Thursday, June 19, 2008

BAUMKUCHEN TORTE




Heidi, is my middle sister who loves to bake. She is quite good at it, and her cakes are delicious. Our mother was German, so tortes, were the only cakes we knew growing up. No store bought cakes for our birthdays, but delicious butter cream tortes that were lovingly created by her. Her reference , when she needed one, was a soft covered book called,"Backen Macht Freude", from the Dr. Oetker Backbuch series.
When my older sister Christel came for a visit, Heidi took the opportunity to make a Baumkuchen Torte. The literal translation means Tree Cake, as in the rings of a tree when you get a cross section to see how old a tree is. Heidi doubled this recipe,and made it in a square cake pan, cause we love our coffee and cake, but I will give you the single recipe that you make in a round springform. It takes a little preparation and baking time but well worth the effort.

Baumkuchen Torte

250 g. butter or margarine
250 g. sugar
1 pkg. Dr. Oetker vanilla sugar
2 eggs+4 yolks
1-2 T rum
150 g. flour
100 g. cornstarch
9 g. backing powder (3 teaspoon)
4 egg whites
Glaze(white)
175 g. icing sugar
2-3T hot water
1 walnut size pat of butter (melted)
Glaze (dark)
1 t. of white icing mixture
1 tsp of cocoa ( a drop or two of water to get the same consistency)
Beat butter and gradually add the sugar, vanilla sugar, 2 eggs and 4 yolks and the rum.
Sift with flour, cornstarch and baking powder together and gradually add this to the batter, mix well to incorporate the ingredients.
Beat the egg whites until stiff peaks form, carefully fold into the batter.
In a greased and floured springform, make your first layer.Approximately 3-4 T of batter should cover the base. Bake in a pre-heated 350 degree oven,8-10 minutes.

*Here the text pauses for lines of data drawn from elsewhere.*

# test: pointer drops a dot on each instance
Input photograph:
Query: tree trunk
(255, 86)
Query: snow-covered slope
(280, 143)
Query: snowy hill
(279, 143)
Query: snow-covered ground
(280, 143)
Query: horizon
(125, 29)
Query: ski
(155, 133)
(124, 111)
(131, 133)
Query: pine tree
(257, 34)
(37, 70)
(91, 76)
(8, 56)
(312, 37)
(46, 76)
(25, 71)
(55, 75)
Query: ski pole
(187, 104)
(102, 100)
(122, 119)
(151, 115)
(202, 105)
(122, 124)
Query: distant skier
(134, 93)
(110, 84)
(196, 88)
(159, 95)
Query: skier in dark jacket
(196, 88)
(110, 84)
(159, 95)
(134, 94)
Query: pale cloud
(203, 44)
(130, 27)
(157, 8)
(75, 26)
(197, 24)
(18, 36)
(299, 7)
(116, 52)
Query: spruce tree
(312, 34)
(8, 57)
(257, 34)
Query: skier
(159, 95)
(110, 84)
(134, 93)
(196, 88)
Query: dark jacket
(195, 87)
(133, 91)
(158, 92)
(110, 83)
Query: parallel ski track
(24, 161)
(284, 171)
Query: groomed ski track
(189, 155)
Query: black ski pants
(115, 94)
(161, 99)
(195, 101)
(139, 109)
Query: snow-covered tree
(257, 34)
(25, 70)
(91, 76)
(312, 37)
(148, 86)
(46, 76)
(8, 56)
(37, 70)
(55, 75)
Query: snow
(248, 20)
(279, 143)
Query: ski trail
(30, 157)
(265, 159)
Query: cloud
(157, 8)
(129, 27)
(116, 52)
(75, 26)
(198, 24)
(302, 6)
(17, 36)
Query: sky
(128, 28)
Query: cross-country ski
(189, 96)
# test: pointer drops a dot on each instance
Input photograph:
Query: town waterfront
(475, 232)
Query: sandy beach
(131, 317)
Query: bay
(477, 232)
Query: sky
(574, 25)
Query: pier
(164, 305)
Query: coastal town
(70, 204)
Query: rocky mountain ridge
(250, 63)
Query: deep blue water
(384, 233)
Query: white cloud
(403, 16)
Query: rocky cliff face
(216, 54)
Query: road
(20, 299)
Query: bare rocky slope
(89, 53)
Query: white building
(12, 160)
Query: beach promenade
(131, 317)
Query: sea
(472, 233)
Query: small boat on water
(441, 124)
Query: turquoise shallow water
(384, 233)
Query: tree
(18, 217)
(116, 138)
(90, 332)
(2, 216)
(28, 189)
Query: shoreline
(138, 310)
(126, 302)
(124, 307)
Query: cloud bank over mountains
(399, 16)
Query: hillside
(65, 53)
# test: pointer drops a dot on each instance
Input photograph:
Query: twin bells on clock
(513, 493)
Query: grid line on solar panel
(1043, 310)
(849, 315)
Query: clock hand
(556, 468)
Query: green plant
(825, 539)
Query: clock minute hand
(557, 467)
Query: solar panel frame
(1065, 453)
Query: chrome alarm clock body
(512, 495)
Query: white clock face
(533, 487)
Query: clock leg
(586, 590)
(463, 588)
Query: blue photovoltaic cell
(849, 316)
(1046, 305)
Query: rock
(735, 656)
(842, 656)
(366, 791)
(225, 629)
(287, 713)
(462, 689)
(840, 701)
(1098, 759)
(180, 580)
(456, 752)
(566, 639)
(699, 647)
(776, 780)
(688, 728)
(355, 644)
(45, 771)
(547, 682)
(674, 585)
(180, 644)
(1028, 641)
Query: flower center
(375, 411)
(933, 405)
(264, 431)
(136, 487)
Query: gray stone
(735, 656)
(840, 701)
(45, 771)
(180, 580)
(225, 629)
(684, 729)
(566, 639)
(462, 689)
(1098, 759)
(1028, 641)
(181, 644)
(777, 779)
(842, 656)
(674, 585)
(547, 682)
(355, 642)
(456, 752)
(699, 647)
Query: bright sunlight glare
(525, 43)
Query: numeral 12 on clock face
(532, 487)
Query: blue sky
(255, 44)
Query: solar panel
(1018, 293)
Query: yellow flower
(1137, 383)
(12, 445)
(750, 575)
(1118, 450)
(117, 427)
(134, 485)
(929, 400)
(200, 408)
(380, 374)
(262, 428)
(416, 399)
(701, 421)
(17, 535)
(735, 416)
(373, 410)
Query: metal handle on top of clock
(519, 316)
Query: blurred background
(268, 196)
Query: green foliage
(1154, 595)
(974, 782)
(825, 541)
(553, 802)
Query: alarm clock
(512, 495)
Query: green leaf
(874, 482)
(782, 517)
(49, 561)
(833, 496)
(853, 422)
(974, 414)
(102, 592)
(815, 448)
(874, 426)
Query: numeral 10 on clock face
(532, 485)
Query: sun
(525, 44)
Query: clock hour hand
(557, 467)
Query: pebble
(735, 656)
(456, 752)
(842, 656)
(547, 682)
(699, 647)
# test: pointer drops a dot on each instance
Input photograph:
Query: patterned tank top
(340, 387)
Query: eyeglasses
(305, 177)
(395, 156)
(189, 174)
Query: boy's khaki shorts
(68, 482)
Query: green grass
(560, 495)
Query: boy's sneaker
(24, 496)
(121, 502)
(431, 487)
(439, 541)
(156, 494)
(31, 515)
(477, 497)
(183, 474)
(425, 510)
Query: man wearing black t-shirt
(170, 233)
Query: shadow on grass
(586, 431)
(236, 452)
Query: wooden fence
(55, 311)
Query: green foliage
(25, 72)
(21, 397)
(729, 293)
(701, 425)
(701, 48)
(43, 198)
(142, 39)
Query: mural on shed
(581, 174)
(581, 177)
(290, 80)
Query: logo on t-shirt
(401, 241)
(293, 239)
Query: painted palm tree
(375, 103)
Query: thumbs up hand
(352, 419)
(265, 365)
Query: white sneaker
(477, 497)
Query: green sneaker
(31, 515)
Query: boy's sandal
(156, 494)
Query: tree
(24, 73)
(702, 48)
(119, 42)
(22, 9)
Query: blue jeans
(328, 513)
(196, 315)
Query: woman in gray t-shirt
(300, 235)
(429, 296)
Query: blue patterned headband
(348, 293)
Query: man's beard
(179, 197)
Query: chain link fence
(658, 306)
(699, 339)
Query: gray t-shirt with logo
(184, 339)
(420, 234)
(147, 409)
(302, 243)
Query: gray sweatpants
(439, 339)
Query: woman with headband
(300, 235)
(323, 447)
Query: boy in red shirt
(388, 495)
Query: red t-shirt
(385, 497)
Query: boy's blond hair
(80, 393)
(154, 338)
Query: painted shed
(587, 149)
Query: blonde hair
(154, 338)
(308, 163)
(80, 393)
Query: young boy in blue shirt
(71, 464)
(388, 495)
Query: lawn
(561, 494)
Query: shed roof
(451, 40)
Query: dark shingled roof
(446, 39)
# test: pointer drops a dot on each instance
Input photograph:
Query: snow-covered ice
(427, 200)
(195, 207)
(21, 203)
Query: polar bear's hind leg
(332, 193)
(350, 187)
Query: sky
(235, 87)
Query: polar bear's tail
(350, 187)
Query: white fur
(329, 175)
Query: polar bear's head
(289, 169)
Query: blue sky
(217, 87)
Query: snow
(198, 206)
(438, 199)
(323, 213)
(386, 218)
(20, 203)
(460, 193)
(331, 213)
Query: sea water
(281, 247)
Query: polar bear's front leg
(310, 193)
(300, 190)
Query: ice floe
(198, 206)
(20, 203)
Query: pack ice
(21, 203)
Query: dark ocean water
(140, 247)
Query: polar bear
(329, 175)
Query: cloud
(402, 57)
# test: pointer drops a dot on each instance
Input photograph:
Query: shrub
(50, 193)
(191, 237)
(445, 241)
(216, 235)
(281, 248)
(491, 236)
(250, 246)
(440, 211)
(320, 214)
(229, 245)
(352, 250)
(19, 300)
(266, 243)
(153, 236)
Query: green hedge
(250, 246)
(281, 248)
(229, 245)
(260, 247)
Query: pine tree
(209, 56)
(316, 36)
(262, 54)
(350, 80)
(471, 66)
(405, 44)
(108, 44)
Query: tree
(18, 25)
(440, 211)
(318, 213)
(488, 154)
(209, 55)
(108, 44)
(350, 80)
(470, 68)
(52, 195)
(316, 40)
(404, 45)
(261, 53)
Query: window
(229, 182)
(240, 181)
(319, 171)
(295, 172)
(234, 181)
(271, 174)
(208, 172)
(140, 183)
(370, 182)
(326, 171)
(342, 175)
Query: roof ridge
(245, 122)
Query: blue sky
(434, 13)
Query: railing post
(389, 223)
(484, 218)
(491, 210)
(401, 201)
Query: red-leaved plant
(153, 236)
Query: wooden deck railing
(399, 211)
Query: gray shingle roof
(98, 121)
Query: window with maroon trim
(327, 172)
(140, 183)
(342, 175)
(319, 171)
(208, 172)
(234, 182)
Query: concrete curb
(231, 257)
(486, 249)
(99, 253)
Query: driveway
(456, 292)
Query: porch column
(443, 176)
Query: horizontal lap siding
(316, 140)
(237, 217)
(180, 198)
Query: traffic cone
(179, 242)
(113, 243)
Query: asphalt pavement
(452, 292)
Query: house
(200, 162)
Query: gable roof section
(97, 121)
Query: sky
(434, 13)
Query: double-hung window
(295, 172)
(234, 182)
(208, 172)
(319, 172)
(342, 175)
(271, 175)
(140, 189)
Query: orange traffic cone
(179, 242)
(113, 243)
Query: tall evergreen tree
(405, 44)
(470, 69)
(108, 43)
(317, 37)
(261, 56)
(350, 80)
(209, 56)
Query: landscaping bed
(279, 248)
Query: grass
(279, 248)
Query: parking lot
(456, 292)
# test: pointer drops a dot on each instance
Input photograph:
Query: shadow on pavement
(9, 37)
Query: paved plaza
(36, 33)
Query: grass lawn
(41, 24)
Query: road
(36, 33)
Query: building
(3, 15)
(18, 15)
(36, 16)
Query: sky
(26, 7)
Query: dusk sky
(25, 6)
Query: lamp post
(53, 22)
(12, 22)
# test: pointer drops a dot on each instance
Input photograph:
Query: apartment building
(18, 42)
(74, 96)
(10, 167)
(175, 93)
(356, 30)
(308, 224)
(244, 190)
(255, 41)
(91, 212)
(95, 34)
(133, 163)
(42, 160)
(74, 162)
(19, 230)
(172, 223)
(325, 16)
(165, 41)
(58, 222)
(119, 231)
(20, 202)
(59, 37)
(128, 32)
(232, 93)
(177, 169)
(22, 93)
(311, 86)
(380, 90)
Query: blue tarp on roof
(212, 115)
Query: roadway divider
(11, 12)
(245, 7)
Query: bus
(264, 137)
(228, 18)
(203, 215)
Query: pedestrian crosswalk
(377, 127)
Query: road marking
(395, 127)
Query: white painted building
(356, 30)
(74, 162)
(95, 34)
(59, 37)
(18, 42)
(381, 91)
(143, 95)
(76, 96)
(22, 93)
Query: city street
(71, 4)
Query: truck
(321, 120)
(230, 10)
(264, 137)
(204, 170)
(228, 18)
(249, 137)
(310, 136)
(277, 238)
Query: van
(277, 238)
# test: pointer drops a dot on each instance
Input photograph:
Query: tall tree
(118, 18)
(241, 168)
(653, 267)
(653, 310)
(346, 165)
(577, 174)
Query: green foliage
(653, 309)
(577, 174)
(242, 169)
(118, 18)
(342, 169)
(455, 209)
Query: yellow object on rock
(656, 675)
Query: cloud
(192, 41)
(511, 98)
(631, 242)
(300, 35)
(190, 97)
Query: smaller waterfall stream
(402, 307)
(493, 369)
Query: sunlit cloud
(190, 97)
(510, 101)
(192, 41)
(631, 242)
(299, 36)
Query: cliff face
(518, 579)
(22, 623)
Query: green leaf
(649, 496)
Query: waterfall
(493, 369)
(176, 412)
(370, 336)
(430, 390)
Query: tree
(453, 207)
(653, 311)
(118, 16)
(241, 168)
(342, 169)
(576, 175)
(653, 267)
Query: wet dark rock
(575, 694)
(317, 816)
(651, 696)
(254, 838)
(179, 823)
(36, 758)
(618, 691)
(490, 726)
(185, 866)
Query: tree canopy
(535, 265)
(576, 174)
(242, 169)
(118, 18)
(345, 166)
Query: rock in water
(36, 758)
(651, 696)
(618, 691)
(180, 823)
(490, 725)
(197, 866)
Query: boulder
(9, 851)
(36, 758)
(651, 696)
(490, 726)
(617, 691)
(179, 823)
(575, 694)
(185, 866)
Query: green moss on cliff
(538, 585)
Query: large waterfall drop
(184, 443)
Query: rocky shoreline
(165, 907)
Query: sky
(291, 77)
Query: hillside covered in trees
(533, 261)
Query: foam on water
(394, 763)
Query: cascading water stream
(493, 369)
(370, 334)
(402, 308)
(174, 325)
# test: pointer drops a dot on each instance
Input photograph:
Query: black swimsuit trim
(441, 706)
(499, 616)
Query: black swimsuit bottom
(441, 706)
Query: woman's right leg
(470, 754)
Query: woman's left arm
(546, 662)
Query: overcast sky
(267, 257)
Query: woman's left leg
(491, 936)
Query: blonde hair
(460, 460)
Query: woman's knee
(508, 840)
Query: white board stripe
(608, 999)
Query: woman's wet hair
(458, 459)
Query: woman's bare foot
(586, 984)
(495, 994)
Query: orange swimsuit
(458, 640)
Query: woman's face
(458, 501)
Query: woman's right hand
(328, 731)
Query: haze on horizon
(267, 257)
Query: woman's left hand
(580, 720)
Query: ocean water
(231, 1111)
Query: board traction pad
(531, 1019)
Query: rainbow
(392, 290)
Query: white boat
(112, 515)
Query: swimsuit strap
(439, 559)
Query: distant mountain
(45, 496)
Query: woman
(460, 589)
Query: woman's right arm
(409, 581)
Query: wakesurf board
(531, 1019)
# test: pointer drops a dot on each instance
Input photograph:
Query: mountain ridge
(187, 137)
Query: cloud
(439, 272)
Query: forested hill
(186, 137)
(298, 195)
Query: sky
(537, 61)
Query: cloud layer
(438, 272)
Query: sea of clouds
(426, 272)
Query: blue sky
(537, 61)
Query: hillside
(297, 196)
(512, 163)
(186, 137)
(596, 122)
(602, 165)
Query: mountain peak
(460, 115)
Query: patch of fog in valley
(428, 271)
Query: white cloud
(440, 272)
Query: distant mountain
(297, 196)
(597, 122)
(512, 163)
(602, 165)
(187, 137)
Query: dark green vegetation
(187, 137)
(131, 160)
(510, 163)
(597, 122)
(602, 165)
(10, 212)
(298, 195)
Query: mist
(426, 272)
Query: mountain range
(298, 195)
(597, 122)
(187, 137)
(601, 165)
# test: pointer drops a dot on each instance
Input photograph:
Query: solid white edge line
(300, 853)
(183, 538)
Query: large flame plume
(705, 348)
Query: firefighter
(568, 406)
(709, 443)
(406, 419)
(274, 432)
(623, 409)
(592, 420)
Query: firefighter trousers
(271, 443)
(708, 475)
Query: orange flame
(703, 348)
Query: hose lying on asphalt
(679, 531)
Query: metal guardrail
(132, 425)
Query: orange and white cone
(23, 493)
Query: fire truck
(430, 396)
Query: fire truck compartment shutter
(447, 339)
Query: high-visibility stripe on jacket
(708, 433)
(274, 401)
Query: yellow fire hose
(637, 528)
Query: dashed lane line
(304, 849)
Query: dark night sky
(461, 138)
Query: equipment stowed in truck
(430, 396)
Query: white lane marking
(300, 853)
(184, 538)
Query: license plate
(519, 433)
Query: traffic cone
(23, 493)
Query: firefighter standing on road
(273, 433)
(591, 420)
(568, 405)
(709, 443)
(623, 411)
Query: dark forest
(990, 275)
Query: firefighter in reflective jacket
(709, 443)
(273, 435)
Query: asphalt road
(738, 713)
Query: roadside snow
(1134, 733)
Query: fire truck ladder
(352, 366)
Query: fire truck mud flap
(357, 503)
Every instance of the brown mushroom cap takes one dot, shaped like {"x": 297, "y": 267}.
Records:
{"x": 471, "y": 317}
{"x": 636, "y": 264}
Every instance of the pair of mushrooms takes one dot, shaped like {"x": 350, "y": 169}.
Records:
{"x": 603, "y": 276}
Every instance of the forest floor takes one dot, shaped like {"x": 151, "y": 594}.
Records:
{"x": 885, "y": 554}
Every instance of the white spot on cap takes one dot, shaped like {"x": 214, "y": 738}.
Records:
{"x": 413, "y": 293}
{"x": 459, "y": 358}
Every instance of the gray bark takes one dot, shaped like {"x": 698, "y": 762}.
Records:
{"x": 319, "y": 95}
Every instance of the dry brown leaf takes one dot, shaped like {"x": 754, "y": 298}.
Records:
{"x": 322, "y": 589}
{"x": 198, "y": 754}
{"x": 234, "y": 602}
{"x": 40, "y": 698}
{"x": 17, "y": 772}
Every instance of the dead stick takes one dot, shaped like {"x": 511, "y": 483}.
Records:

Remove from heat.Continue in the same way for the second layer. Repeat this process until you have 7-8 layers. When done cool cake before frosting. I can bake this cake in my oven without making any adjustments, but depending on your individual stove , if you feel that your first layers are browning too quickly, by all mens, adjust your rackes, raising them as you get closer to the last layers. Or place a bowl with water on a lower rack and proceed with the baking of the layer by placing the springform on the rack over the water bowl.
Whisk the whit icing in a bowl and set aside a tablespoon of icing for the dark icing. Cover cake with icing sugar. Take chocolate icing ,and put in a small plastic baggie. Cut the tip off the corner, and proceed to make rows of chocolate circles on the top part of the cake. With a clean knife, run it through the circles to make the design. Remember to clean the knife before making the next ray dissection.You will need to work quickly as icing wants to set.